Tout en se déshabillant, Iris s'est excusée de ce que je risquais de trouver son corps un peu vieux. Elles sont si nombreuses, ces femmes qui s'excusent de leur âge, de leurs os, de leur gras, de leurs poils, de leur corps, que cela a cessé de me surprendre, même si cela continue à m'attrister. A Iris, comme aux autres, j'ai dit la vérité, que son corps était comme il était et qu'il était beau ainsi. Tous les corps sont beaux, avec leurs poils, leur peau, leur graisse, leur chair et leurs os. Leur extrême fragilité et leur étonnante résistance. Leur capacité à s'adapter. Leur vie. Plus je rencontre dans ma pratique de corps différents, et plus j'éprouve d'admiration et de tendresse à leur égard.

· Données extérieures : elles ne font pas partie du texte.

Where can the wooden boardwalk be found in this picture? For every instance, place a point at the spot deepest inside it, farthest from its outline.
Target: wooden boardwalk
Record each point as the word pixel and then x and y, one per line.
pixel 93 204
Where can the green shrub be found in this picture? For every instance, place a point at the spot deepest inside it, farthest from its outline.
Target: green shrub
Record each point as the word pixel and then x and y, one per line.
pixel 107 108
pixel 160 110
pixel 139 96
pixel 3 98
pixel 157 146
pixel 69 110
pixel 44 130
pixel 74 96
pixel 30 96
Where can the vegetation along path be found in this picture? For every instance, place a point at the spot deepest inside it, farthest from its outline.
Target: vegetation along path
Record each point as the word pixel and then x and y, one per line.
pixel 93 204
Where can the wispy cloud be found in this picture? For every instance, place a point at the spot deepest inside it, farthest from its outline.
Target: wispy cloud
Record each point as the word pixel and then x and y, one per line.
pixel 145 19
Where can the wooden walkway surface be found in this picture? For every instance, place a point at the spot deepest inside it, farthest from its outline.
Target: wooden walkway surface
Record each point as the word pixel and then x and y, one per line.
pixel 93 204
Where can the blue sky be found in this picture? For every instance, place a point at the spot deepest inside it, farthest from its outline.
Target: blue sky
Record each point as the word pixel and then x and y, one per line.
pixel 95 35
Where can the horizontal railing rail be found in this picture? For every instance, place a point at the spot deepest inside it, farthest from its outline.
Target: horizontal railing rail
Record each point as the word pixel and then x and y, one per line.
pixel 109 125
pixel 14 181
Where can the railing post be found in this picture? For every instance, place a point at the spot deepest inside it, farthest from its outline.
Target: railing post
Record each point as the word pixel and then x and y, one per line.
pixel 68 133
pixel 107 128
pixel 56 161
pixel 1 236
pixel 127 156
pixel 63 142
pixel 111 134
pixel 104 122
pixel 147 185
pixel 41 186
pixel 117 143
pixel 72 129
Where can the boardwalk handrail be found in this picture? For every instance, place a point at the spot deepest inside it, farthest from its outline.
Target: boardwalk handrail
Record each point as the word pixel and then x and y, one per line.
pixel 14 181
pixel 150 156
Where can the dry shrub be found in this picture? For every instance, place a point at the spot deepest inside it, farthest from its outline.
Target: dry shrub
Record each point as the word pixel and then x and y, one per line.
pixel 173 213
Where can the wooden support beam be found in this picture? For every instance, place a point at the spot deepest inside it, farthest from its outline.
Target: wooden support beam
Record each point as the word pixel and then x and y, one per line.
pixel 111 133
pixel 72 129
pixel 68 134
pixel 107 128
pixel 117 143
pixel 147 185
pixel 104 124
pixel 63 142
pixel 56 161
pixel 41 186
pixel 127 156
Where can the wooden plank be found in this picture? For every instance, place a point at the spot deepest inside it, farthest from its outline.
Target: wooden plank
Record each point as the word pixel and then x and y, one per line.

J'ai choisi pour Iris une huile au parfum fleuri et j'ai commencé à la masser. Quand elle s'est retournée sur le dos pour la deuxième partie du massage, il m'a semblé qu'elle avait peut-être pleuré. Mais son visage était serein et je ne lui ai pas demandé si ça allait.
A la fin du massage, Iris m'a remerciée. Puis, en se rhabillant, elle m'a dit :
"Je ne sais pas si vous avez vu. J'ai pleuré".
Elle a tourné vers moi ses yeux gris :
"Je crois que c'était de très vieilles larmes qui demandaient à sortir."
Je pense souvent à vous, Iris, qui cultivez votre jardin dans votre province. Et je vous remercie de m'avoir fait cadeau de ces larmes.